RETAIL BANKING | Staff Reporter, Singapore

Are Singapore banks' NPL woes from oil and gas companies finally over?

New NPL formation rates moderated in Q1.

The NPL ratios of the three banks remained flat in Q1 2017 from end-2016 levels.

According to Moody's Investors Service, this was driven by a moderation in new NPL formation rates in Q1 2017 primarily within the oil and gas services sector, which constitutes 2%-3% of the banks’ total loans.

Here's more from Moody's:

We see further moderation in asset risks emanating from the oil and gas services industry. We expect global oil prices to remain range bound at $40-60 a barrel through 2017-18. In this scenario, oil and gas services companies will continue to pose asset-quality challenges to banks over the next few quarters.

However, the industry has passed through its trough of 2016, and new non-performing asset (NPA) formations should normalize for companies in the oil and gas services industry.

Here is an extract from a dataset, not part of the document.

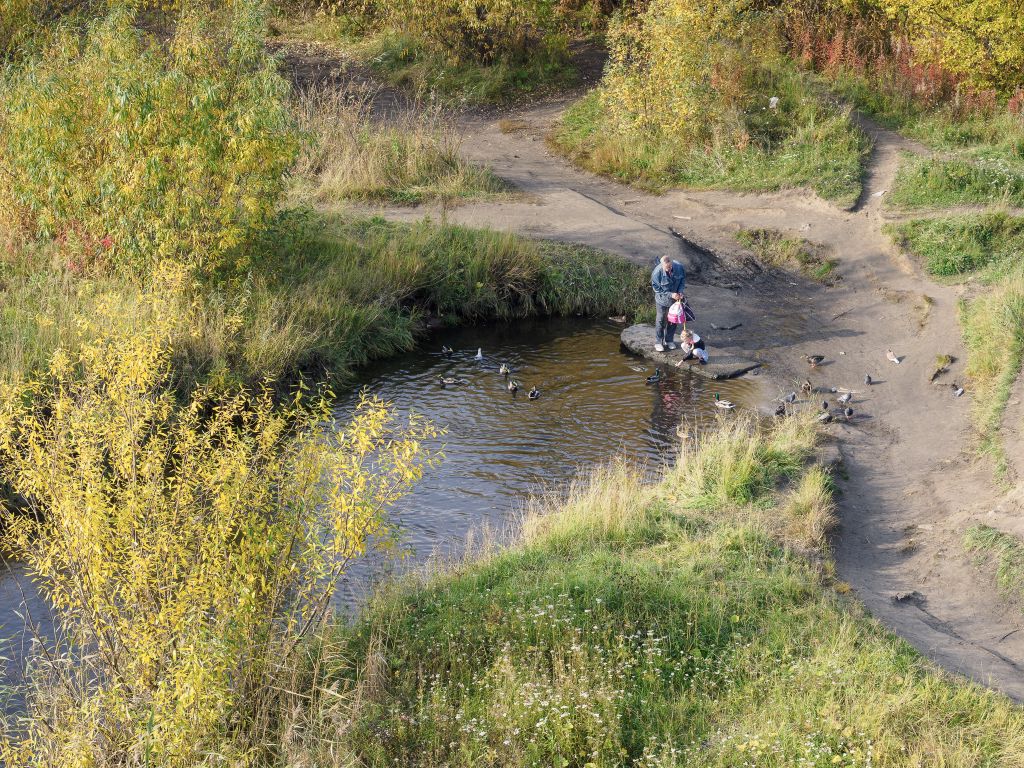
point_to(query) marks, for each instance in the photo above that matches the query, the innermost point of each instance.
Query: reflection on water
(499, 449)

We view further spillover for Singapore banks to be manageable even if oil market conditions deteriorate because many weak companies in the sector have either already defaulted or restructured their liabilities. Singapore's current slow economic growth will also pose business challenges for SME borrowers.

The quality of the three banks' remaining loan portfolios in various regional markets, including Greater China and other parts of Southeast Asia, was fairly stable in 1Q 2017.